The world needs a better repertoire of medications to eradicate the TB bacteria, and such efforts start in the chemistry lab.
Dr. Donald Ronning and Dr. Steve Sucheck, associate professors of chemistry at The University of Toledo, recently received a $1.5 million, four-year grant from the National Institutes of Health (NIH) to do just that.
“We started seeing drug resistance to TB in the 1980s, and since then physicians have prescribed a complex cocktail of drugs to effectively treat the illness,” Ronning said. “But with nearly 500,000 new cases of drug-resistant TB every year throughout the world, new drugs are desperately needed.”
TB usually attacks the lungs, but can harm any part of the body. It spreads through the air from one person to another. Symptoms include a severe cough, pain in the chest, coughing up blood, fatigue, chills, fever and weight loss, the last of which led to the old name for TB, “consumption.”
An estimated nine million people had an active TB infection in 2011, resulting in 1.4 million deaths. While the incidence of TB is low in the United States at a rate of 3.2 cases per 100,000 persons, there were still 9,945 TB cases reported in the country in 2012, according to the Centers for Disease Control and Prevention.
Fortunately, not everyone infected with Mycobacterium tuberculosis develops an active TB infection. Most individuals have what is referred to as a latent-TB infection. Those individuals show no symptoms and do not transmit the disease. However, they may develop active TB if their immune system becomes suppressed.
Ronning and Sucheck are focusing their studies on the best ways to treat the bacteria in that population of people with latent-TB infection.
“Current drugs target the actively dividing bacteria, while powerful drugs targeting an enzyme called GlgE could work on both actively dividing and latent bacteria,” Sucheck said.

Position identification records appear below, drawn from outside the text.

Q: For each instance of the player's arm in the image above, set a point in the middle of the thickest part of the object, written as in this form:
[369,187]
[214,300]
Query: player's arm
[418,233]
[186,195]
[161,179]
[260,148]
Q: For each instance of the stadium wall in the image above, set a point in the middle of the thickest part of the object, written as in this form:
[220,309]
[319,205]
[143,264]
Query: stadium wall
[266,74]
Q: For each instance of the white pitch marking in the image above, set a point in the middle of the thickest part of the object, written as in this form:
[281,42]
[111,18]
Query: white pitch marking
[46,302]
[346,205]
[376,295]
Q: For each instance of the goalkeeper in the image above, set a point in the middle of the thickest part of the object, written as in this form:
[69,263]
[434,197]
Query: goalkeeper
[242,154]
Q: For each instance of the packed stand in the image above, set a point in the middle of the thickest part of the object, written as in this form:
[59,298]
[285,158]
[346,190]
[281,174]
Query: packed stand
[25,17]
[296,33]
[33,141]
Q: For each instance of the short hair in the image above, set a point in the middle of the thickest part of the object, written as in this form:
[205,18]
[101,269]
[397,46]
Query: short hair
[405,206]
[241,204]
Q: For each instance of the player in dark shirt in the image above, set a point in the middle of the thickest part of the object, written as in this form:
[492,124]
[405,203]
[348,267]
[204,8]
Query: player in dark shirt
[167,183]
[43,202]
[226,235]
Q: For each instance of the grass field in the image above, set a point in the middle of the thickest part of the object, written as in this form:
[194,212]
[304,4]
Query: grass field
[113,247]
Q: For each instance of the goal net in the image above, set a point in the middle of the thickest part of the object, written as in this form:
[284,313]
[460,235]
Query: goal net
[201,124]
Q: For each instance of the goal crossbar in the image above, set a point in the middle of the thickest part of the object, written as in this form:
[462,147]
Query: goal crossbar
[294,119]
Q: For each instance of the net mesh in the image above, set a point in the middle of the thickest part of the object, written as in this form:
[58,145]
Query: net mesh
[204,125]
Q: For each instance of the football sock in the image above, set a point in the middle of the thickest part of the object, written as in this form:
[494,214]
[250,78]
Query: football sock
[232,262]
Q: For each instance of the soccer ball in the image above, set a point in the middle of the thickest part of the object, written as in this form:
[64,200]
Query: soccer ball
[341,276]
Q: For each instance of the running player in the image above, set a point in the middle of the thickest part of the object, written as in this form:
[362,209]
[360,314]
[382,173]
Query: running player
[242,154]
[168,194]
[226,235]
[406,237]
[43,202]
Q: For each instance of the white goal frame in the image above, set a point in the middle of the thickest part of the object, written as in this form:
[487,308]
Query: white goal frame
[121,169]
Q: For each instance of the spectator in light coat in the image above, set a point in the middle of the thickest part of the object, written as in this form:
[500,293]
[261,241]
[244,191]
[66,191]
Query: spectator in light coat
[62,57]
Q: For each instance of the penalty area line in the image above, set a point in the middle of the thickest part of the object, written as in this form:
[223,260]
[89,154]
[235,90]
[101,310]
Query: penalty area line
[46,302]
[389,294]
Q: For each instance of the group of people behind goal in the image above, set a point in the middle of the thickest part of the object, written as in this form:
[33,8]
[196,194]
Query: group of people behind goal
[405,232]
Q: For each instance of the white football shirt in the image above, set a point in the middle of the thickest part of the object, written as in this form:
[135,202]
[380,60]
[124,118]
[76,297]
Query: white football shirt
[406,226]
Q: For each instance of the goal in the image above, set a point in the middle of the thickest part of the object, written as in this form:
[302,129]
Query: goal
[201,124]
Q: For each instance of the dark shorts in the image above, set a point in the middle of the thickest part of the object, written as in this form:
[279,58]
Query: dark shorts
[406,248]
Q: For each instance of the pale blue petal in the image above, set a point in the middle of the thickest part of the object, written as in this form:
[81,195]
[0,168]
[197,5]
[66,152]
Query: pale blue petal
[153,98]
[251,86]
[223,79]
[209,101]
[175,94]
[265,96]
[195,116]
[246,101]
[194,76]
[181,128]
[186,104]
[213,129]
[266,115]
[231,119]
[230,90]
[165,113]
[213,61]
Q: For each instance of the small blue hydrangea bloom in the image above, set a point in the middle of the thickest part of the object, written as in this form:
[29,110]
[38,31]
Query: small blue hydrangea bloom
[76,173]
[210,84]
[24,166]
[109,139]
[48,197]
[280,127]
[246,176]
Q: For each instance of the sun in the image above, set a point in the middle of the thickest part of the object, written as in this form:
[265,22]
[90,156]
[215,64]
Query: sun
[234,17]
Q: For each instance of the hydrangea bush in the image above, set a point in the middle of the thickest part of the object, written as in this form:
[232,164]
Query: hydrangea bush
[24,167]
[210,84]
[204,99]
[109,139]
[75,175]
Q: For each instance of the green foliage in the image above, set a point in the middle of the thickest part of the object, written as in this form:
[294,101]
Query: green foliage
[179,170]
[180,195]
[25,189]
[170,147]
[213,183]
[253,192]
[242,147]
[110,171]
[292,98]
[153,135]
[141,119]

By studying GlgE, a sugar-transferring enzyme, the researchers are seeking ways to develop new drugs that inhibit the enzyme, thereby causing the accumulation of toxic sugars and leading to a lethal stress response in the bacteria.
The researchers also are studying other possible drug targets that have roles in building the protective outer layer of the bacteria. They have identified new compounds to inhibit these enzymes and are studying their effectiveness using X-ray crystallography, computational screening and chemical synthesis.

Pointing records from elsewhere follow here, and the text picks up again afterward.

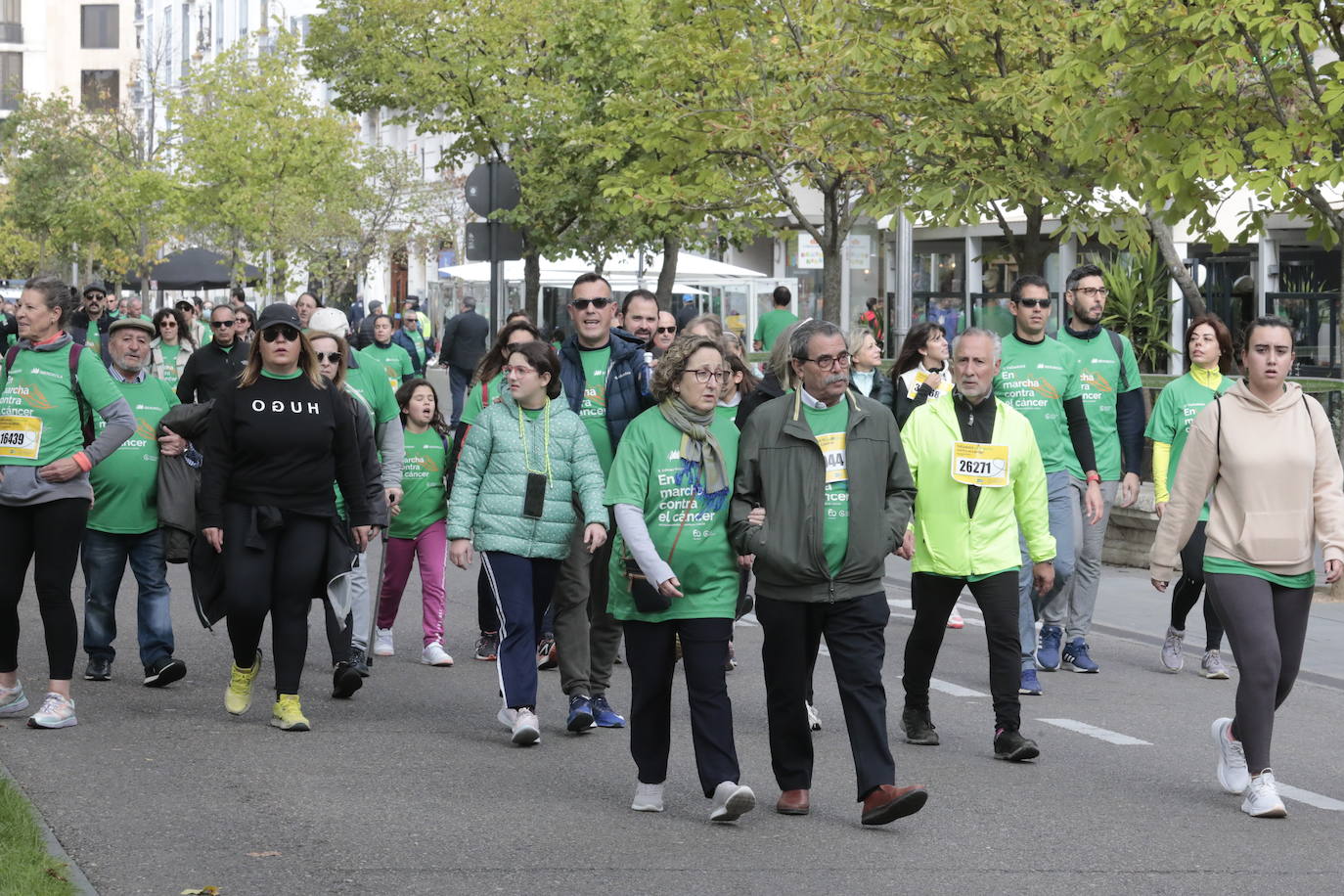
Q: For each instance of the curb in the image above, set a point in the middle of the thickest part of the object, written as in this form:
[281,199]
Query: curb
[77,877]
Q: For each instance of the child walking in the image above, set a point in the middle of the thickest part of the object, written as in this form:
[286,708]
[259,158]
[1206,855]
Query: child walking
[419,528]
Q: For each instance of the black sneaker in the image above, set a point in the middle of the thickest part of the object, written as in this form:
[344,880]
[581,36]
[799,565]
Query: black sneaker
[360,661]
[1012,747]
[164,672]
[345,680]
[918,727]
[98,669]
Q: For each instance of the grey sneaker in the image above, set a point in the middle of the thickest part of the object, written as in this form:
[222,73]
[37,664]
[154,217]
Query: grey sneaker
[1211,666]
[1172,657]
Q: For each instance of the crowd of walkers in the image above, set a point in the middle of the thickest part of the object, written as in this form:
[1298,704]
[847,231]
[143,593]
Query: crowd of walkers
[632,481]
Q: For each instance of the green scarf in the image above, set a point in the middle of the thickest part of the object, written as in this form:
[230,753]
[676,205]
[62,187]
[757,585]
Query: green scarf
[701,458]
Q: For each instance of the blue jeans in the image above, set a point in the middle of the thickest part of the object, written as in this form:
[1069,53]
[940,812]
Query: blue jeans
[104,557]
[1064,521]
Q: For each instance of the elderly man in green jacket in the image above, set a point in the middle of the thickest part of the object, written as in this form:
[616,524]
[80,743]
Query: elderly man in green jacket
[980,477]
[820,551]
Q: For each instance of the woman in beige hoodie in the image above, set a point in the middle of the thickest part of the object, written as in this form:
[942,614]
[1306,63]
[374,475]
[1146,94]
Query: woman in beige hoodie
[1268,454]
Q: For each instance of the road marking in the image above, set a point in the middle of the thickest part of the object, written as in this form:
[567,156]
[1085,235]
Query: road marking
[956,691]
[1309,798]
[1099,734]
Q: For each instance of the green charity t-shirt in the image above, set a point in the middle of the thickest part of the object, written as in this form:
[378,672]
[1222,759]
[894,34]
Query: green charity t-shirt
[829,426]
[593,405]
[1098,375]
[425,493]
[1037,379]
[690,533]
[125,493]
[39,411]
[770,326]
[1175,411]
[394,360]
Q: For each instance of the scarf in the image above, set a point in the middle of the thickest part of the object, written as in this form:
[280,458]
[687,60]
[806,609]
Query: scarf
[701,458]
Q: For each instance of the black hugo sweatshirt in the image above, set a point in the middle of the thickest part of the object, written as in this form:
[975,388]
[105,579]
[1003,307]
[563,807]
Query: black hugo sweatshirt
[281,443]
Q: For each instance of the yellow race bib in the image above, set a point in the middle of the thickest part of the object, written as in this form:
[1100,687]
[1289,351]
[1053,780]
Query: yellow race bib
[983,465]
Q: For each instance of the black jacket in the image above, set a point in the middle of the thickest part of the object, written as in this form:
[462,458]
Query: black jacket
[463,341]
[210,373]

By studying and understanding the ways in which the large enzyme molecules interact with the small synthetic compounds, they can identify potential compounds for drug development.
Isoniazid, the first-line medication for TB, was developed in the early 1950s. It is now used with other drugs, commonly rifampin and rifapentine, but 10 drugs have been approved by the U.S. Food and Drug Administration for treating TB.
The current treatment process takes at least six months, and it is important for people with active TB disease to finish the medicine exactly as prescribed. Otherwise, they can become sick again and cause the bacteria to become resistant to those drugs. Treatment of TB caused by drug-resistant strains can take up to three years.
“It is scientific research supported by organizations like the NIH that will lead to the breakthroughs we need to stop the progression of drug resistance and eliminate the threat of death from diseases like TB,” Ronning said.